One group was a consortium led by the University of Maine, called Maine Aqua Ventus, which also includes Cianbro, the Pittsfield-based construction company, and Emera, the company that purchased Bangor Hydro. Statoil, the giant Norwegian energy company, led the competing group.
Five years later, the governor and Legislature chased Statoil out of the state after the Public Utilities Commission had approved its project. They did to give the Aqua Ventus a chance to finalize its proposal.
Now the Legislature is considering pulling the plug on this second proposal at the behest of a small group of Monhegan Island residents who have raised $50,000 to object to the size and location of the proposed demonstration structures.

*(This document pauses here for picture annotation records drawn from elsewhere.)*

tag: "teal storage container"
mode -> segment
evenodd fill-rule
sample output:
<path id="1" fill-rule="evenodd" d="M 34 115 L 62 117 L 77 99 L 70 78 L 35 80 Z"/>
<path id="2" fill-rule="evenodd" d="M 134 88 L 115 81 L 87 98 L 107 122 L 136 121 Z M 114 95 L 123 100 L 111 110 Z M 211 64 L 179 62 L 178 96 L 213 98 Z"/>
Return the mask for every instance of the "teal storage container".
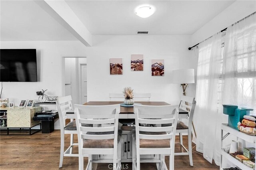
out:
<path id="1" fill-rule="evenodd" d="M 233 105 L 222 105 L 223 106 L 223 113 L 228 115 L 234 115 L 235 110 L 238 107 Z"/>
<path id="2" fill-rule="evenodd" d="M 235 115 L 228 116 L 228 126 L 238 130 L 237 128 L 237 123 L 242 122 L 244 119 L 244 116 L 246 115 L 246 110 L 243 109 L 236 109 Z"/>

At the public hearing for LD 1262, “An Act To Protect Monhegan From Wind Turbines,” an overflow crowd of proponents and opponents offered testimony on the effect of moving the UMaine-led project off the state-sanctioned Monhegan Island demonstration site to some other location further away from the island. UMaine says they have spent $10.7 million of federal research and development funds to date, and if the Legislature passes the bill, they say their project is “dead in the water.” Literally.

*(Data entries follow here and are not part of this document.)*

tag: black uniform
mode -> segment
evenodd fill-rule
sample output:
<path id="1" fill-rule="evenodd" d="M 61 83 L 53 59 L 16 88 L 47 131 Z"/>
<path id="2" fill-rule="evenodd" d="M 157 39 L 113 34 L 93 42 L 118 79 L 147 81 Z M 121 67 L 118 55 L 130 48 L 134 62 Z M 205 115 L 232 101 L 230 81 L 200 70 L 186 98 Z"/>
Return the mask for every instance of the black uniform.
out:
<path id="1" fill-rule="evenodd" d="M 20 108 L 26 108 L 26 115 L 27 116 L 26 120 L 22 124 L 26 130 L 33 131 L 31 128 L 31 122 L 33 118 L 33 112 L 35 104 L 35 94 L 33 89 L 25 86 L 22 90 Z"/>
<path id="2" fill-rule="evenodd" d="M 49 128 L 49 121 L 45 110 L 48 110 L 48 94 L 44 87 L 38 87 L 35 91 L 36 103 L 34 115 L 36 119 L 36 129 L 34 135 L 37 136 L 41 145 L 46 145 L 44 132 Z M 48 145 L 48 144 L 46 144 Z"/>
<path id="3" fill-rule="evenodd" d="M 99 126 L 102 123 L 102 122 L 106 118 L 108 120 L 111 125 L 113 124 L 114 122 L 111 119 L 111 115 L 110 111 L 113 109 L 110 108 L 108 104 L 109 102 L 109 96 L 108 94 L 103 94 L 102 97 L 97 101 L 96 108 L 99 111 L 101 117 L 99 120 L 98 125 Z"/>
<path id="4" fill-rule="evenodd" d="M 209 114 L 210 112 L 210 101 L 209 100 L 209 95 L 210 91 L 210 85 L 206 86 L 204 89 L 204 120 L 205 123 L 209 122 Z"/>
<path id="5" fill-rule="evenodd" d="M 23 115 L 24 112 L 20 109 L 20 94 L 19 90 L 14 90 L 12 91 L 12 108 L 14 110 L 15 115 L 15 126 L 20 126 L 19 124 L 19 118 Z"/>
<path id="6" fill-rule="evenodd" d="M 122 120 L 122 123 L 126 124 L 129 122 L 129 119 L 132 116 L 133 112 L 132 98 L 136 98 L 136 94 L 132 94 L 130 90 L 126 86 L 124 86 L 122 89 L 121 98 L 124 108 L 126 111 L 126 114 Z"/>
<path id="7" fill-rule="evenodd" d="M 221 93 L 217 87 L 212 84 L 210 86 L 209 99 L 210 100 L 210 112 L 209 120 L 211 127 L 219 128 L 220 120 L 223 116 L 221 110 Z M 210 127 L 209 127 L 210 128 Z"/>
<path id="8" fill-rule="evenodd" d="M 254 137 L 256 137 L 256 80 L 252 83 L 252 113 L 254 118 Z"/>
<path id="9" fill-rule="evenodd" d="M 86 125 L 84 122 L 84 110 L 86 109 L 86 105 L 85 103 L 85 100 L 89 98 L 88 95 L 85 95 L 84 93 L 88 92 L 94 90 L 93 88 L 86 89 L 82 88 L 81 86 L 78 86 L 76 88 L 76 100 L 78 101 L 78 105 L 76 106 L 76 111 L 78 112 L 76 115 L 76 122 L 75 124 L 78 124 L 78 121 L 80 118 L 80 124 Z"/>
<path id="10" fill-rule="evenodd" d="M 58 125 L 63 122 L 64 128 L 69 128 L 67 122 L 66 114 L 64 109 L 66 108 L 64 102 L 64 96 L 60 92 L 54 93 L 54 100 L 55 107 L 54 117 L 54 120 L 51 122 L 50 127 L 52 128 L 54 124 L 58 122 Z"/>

The public hearing provided a fascinating picture of how energy policy is currently unfolding in Augusta. Sen. Dana Dow of Waldoboro, sponsor of this legislation, said that he believes “the final decision (should) rest with the permanent residents of the island,” who he also suggested, “are split down the middle,” which is not the case as most residents testified against Dow’s bill.
Although opponents of the legislation, including a significant number of year-round island residents, outnumbered proponents by a two-to-one margin at the hearing, it is not clear that the senator’s bill would enhance local control, since almost everyone agrees starting the planning for a new demonstration site would end offshore wind development in Maine for years to come.

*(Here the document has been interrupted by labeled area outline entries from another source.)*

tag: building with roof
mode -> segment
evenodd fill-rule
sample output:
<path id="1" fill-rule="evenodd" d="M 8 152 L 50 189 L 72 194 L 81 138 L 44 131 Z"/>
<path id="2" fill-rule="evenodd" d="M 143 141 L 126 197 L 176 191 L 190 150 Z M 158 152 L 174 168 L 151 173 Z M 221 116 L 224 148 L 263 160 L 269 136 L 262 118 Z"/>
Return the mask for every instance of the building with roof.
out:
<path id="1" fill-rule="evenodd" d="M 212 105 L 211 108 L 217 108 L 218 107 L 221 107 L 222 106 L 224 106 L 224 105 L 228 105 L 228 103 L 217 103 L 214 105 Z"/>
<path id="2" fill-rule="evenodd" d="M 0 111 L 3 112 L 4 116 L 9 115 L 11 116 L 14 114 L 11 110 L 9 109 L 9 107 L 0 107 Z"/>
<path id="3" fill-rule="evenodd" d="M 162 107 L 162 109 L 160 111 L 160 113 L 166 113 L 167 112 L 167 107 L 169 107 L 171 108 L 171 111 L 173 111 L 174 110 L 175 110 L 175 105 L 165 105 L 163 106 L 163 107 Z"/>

Hanging in the air in the run up to the public hearing is whether the governor, having achieved what he set out to accomplish three years ago by escorting Statoil out the door, would give UMaine’s seven-year quest the opportunity to demonstrate its technology. He would not.
Angela Monroe, the acting director of the Governor’s Energy Office testified last week that the governor no longer supports the university’s current project. She cited the above-market prices for the electricity that would be borne by ratepayers against the unknown benefits that might or might not ever accrue.
She also said she was not involved in Maine energy policy when the governor had supported the UMaine project in 2013, but believed that “Monhegan should vote on the project so their will can be determined.” This is like the governor saying that a natural gas pipeline or a transmission line to bring Canadian hydropower to Maine should be left to decisions of the affected communities, which of course is not the governor’s position on those forms of energy.
One of the bill’s opponent’s, George Hart of Tenant’s Harbor, an independent energy consultant familiar with the project, spoke about the damage that has already been done in risk-averse capital markets by Maine’s treatment of Statoil. “Maine is a dangerous place to invest in,” said Hart. The whole point of a demonstration, he said, is to enable investors to price risk – including determining how much electricity can be produced at what cost. But political risk is the most expensive form of risk because it is so mercurial and unpredictable.
The governor and his Energy Office have not only damaged Maine’s reputation among investors, but they have also elevated NIMBY-ism into a state policy for vast new areas of the Gulf of Maine. The only question now is whether the Legislature will extinguish Maine’s once promising, but now rapidly diminishing offshore wind opportunity.
Philip Conkling is an independent consultant based in Camden and author of six books on a variety of environmental topics.